Ein Aspekt, den dieses Konzept gut erklärt, ist die Bedeutung der Selbstverwahrung (self-custody). Während sowohl Bitcoin als auch Bitcoin-ETFs Ihnen in Zeiten des Wohlstands Exposure zum Bitcoin-Wachstum geben können, stellen sie in dem Moment, in dem Sie sie am meisten brauchen könnten, völlig unterschiedliche Risiken dar.

Selbst wenn man einige katastrophale Szenarien ausschließt, ist eine einfache Neugewichtung während eines Marktcrashs nicht möglich, wenn der Markt geschlossen ist—was in Momenten der größten Volatilität Standardpraxis ist.

Obwohl es viele Vorteile von Bitcoin- oder Gold-ETFs gibt, bleiben sie konforme Vermögenswerte. Im radikalen 60/40 können Sie beides haben, aber in gewisser Weise bleiben sie auf gegenüberliegenden Seiten der Aufteilung.

Die geringe Liquidität, die alternative Vermögenswerte schwerer beweglich macht, ist tatsächlich Teil ihrer Stärke. Je liquider ein Vermögenswert ist, desto mehr wird er Teil des Systems und unterliegt denselben Kräften und korreliert schließlich damit.

Konform (Compliant)Widerstandsfähig (Resilient)
60%40%
ÖffentlichPrivat
ZentralisiertDezentralisiert
FremdverwahrungSelbstverwahrung
Maximalistischer StaatMinimalistischer Staat
Hoher LeverageNiedriger Leverage
Reichliche LiquiditätNatürliche Volatilität
Aktien, Anleihen, REITs, Bitcoin-ETFsPhysischer Bitcoin, Goldbarren, ausländische Immobilien
Systemabhängig, korreliertSystemunabhängig, unkorreliert
Einfach zu kaufen/verkaufenErfordert Aufwand und Wissen

Radikal einfach

Das radikale Portfolio mag kompliziert klingen, kann aber wirklich einfach bleiben.

Widerstandsfähiger Maximalist

Im Unchained-Interview macht Jeff die Beobachtung, dass viele Bitcoiner sowohl Bitcoin als auch MSTR-Aktien kaufen, wobei beide Vermögenswerte vollständig korreliert sind. Eine bessere Konfiguration, die Bitcoin-Maximalisten immer noch schätzen könnten, wäre die Ergänzung von Bitcoin mit dem STRK-Ticker—die Strategy-Vorzugsaktie mit ihrem 8% Dividendenkupon. Beide Vermögenswerte basieren auf dem Glauben an das Bitcoin-Wachstum, aber das feste Einkommen von 8% bietet eine bedeutende Diversifikation zur Bitcoin-Volatilität.
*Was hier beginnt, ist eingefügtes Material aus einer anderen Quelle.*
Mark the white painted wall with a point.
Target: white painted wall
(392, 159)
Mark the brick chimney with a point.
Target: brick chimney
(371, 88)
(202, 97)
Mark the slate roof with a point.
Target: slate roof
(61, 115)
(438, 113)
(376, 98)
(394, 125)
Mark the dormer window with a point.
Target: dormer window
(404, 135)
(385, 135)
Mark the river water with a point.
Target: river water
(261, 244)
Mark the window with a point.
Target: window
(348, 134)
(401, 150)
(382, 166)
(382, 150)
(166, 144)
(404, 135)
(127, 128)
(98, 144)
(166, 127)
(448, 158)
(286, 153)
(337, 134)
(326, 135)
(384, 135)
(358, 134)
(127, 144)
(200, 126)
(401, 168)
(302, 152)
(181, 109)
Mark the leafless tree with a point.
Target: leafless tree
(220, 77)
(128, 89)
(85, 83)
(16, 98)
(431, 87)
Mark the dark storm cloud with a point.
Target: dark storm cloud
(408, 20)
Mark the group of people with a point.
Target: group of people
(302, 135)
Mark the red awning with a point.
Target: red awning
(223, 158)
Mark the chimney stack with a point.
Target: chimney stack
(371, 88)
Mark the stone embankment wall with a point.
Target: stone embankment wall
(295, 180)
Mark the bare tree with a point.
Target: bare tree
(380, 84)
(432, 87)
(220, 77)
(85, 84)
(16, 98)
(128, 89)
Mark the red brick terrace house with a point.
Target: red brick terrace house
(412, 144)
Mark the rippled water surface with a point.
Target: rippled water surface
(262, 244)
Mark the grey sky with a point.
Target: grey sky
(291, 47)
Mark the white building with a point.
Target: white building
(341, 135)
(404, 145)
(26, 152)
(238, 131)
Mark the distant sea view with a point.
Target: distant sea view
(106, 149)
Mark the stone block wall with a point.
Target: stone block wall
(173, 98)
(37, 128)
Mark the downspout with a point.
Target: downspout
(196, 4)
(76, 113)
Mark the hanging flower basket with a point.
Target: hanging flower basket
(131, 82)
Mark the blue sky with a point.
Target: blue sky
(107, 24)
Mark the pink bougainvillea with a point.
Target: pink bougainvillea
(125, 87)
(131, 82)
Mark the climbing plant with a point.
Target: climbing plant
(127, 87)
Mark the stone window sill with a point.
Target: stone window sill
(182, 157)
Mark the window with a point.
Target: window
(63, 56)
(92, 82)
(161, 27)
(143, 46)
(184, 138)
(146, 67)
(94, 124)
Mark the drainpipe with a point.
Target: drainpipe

Radikales Portfolio für Bitcoin-Maximalisten

Für ein traditionelleres, langfristig orientiertes Portfolio erscheint es sinnvoller, das festverzinsliche STRK durch einen breiten Markt-ETF zu ersetzen, der langfristig potenziell viel bessere und diversifiziertere Renditen bietet.